Zamilkł na chwilę, bo odpowiedź go zaskoczyła. Nie podejrzewał jej o poczucie humoru. Chwilę jeszcze przyglądał się kobiecie, ale ona się nie uśmiechała, więc utwierdził się w przekonaniu, że to nie był żart, i zmienił temat.

– Kiedy twój mąż zmarł?

Miała na sobie czarną spódnicę i ciemnogranatowy sweter. Wciąż nosiła żałobę.

– Za miesiąc będzie rok – odparła bez emocji, krzątając się obok kuchenki.

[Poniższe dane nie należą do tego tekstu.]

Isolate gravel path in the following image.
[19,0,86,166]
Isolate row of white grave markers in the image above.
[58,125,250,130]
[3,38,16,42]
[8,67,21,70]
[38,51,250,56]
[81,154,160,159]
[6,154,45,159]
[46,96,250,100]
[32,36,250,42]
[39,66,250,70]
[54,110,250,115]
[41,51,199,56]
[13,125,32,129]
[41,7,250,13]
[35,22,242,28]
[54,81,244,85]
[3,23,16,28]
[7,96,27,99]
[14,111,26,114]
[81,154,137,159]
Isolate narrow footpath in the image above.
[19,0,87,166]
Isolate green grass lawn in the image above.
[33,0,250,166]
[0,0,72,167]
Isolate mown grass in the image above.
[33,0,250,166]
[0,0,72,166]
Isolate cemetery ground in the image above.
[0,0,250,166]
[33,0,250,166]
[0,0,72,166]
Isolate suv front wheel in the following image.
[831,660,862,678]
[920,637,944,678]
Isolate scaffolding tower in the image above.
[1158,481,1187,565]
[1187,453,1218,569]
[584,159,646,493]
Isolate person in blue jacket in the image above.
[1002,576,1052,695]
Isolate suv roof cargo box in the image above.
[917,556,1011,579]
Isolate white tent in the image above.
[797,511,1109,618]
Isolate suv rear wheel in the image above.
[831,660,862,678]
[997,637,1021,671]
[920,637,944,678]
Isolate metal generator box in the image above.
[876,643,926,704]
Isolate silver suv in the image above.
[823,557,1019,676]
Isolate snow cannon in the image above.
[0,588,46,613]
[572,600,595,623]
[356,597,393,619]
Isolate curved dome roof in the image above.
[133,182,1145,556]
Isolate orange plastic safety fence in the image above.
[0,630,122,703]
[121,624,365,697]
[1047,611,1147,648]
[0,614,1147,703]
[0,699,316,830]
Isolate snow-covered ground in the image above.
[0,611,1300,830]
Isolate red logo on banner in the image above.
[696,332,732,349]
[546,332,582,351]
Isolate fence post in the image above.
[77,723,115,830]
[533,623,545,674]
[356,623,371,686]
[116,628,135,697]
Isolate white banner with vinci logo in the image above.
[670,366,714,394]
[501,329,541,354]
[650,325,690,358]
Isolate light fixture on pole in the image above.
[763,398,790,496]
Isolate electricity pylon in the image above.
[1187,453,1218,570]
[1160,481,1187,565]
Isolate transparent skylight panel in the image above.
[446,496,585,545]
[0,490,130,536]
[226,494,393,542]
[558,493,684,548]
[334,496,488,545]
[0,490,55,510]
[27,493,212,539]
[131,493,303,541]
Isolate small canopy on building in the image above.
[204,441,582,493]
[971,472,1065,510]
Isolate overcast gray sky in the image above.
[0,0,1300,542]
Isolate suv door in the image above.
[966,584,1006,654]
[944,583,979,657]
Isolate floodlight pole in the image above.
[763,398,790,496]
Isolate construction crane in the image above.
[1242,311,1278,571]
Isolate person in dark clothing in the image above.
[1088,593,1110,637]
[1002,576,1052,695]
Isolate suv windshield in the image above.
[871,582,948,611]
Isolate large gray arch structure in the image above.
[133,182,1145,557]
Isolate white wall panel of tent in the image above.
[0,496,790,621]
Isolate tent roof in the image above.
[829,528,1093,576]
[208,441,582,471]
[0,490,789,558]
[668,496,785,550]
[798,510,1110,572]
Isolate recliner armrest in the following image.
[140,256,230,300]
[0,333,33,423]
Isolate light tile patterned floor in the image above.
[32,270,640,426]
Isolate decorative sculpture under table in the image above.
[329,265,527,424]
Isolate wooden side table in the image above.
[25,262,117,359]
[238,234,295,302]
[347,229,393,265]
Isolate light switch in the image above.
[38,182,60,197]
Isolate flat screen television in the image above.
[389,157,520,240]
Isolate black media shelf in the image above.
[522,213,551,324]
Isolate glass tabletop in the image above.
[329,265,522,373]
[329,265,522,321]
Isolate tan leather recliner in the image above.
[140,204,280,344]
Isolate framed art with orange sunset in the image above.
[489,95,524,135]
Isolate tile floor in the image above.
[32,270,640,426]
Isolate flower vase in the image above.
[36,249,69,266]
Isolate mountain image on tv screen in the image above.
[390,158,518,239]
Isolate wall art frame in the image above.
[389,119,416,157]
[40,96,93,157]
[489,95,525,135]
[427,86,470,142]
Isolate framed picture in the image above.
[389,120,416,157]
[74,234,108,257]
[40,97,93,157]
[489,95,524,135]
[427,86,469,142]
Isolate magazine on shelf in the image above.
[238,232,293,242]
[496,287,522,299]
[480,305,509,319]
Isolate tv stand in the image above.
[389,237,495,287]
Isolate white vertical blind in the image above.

Proboszcz wiedział, że Barbara Ubryk jest wdową i samotnie wychowuje małą córkę. Nie pamiętał dokładnie, ile kobieta ma lat, ale według jego rachuby niedawno przekroczyła trzydziestkę. Mimo to wciąż miała figurę nastoletniej dziewczyny. Choć urodziła dziecko, jej biodra były wąskie, a czarna spódnica jeszcze dodatkowo je wysmuklała. Jasne i gęste włosy opadały na ramiona ciężkimi falami. Musiała pokręcić je na wałkach, bo wyglądały trochę jak peruka. Brzydka fryzura kontrastowała z piękną, choć gdzieniegdzie naznaczoną już zmarszczkami twarzą. Jakby natura postanowiła w ten sposób opowiedzieć światu smutną historię jej życia. Życia, które było niekończącą się walką z otaczającym ją złem. Niestety, rzadko wychodziła z tych potyczek obronną ręką, więc ostatecznego zwycięstwa trudno się było spodziewać. Jedynie oczy, wielkie i błękitne pokazywały, że jeszcze się nie poddała. Ksiądz Wacław odwrócił wzrok, bo ich spojrzenia na moment się skrzyżowały.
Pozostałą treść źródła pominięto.